German PMI Numbers Indicate an About-Turn for Europe
- German Manufacturing PMI is a leading indicator
- Flash numbers take temperature of industry sectors prior to final numbers
- EU and French numbers also released
Early on Friday, Germany released PMI figures in both the manufacturing and non-manufacturing varieties. This is a very important figure as it can quite often lead GDP by 12 to 18 months.
Because of this, traders tend to pay attention to these leading indicators. They are surveys of purchasing managers in various crucial sectors of the German economy to see how they view the short-term future. Therefore, they’re important because it’s the purchasing managers who make the decisions that are crucial to the future of manufacturing, deliveries, and the like.
To kick off the Friday session, the Germans released the Flash Manufacturing PMI figures at 45.2 instead of the expected 44.5. Furthermore, the previous month was revised from 43.4 to a reading of 43.7. This shows that the German economy is starting to turn to the upside, at least in the eyes of manufacturers. This is a crucial fixture in the German economy as it is so highly dependent on exports.

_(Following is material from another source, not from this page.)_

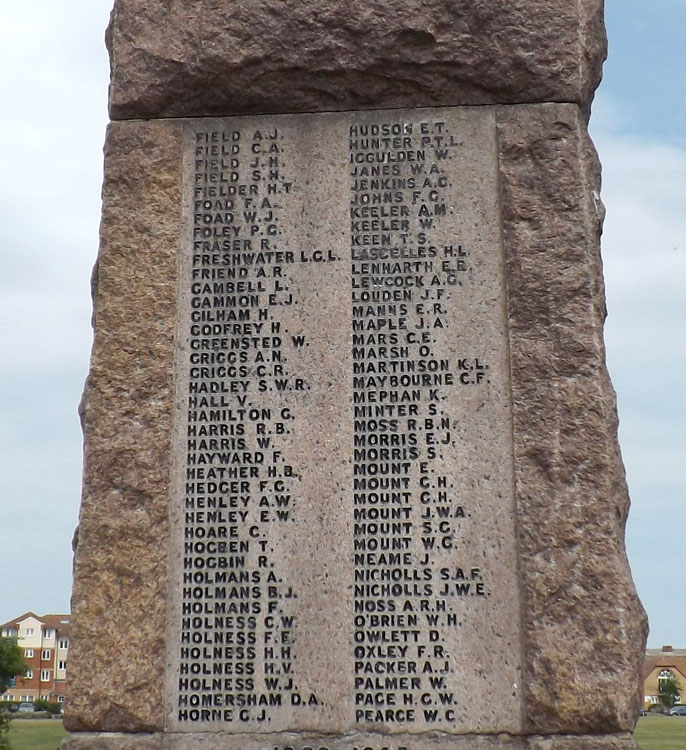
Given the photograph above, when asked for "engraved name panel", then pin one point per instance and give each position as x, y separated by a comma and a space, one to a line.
343, 537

Germany also released the Flash Services PMI with a reading of 54.2, which is better than the expected 53. Beyond that, the previous month’s numbers were revised to 52.9 from an original reading of 52.
Traders should keep in mind that these are flash numbers, meaning they are initial numbers. Ultimately, there will be a final reading, but this is a preliminary look at the outlook of purchasing managers. It gives us a heads-up as to where the economy may be going in the future. Therefore, it will have a crucial effect on German stocks and, of course, on the euro itself.
With all that being said, it will be revised to a final reading. Typically, however, the flash numbers are pretty close to what the actual reading would be.
What’s most important is the direction of the number, which in this case is better than anticipated. It is an indication that, perhaps, the German economy is doing better than quite a few traders out there may think. That may lead to more money into this region of the world.
The numbers suggest that the German economy will continue to improve and should continue to see money flowing towards it, even though the rest of the European Union is a bit soft.
All things being equal, this should help the entire region. That’s because not only has the German economy proven to be about 80% of the European Union’s strength, but the EU Flash Manufacturing PMI number came out at 47.8 instead of the expected 46.9.
The Flash Services PMI came out at 52.2; while lower than the expected figure of 52.9, it is still expansionary, and a good sign in general. The EU is in the midst of trying to stabilize, if not turn around, and these numbers are the latest sign of that happening.